Bayramınızı çok sevdiğim bir şiirle kutlamak isterim. Gerçekte bu bir bayram şiiri olmaktan öte; babasız, ümitsiz çocuklara karşı duyulan merhameti ifade eden bir metindir. Burada kendi çocuğuyla kimsesiz bir çocuğun bayramdaki hâlini gözlemleyen ve karşılaştıran merhametli bir babanın duygusu ve düşüncesi şiir dili ve söyleyişi ile dikkatlere sunulmaktadır.

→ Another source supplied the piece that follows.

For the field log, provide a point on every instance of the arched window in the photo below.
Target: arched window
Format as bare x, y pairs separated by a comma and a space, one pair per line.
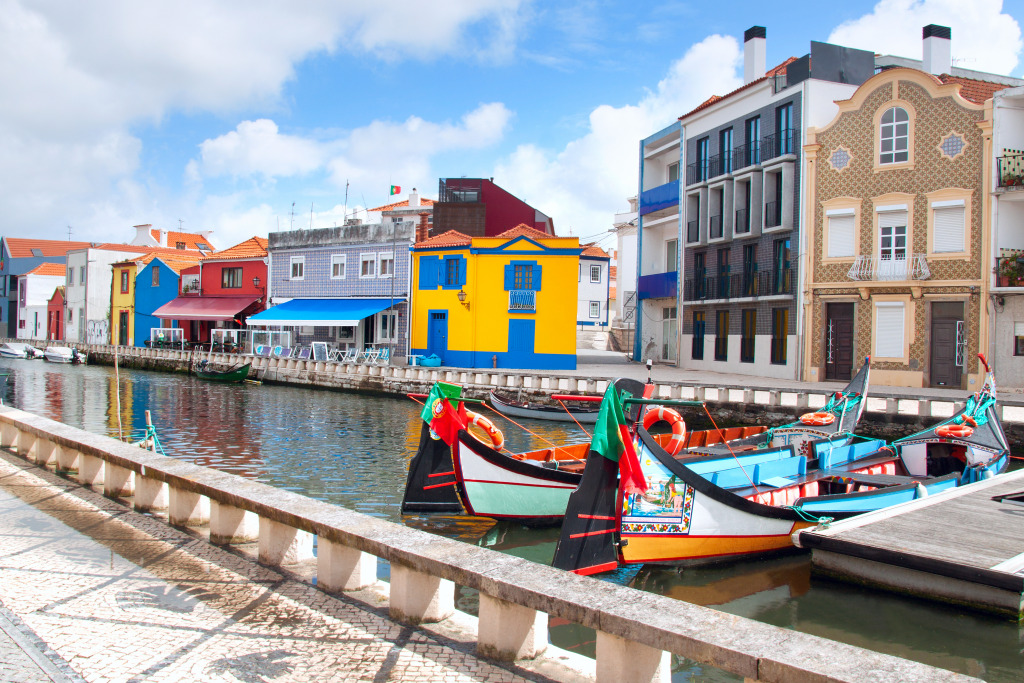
893, 136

Duyarlılığımızı kaybetmeyeceğimiz, bayram gibi bayramlarımız olsun temennisiyle:
Haluk’un Bayramı
Baban diyor ki: ‘Meserret çocukların, yalnız
Çocukların payıdır! Ey güzel çocuk, dinle;
Fakat sevincinle
Neler düşündürüyorsun, bilir misin? … Babasız,
Ümitsiz, ne kadar yavrucakların şimdi
Sıyah-ı mateme benzer terâne-i îdi!
Çıkar o süsleri artık, sevindiğin yetişir;
Çıkar, biraz da şu öksüz giyinsin, eğlensin;
Biraz güzellensin
Şu rûy-ı zerd-i sefalet… Evet meserrettir
Çocukların payı; lâkin sevincinle
Sevinmiyor şu yetim, ağlıyor… Halûk, dinle!
Tevfik Fikret
(Terâne-i îdi: Bayram şarkıları
Meserret: Sevinç, mutluluk
Ruy-i zerd-i sefalet: Yoksulluğun solgun yüzü)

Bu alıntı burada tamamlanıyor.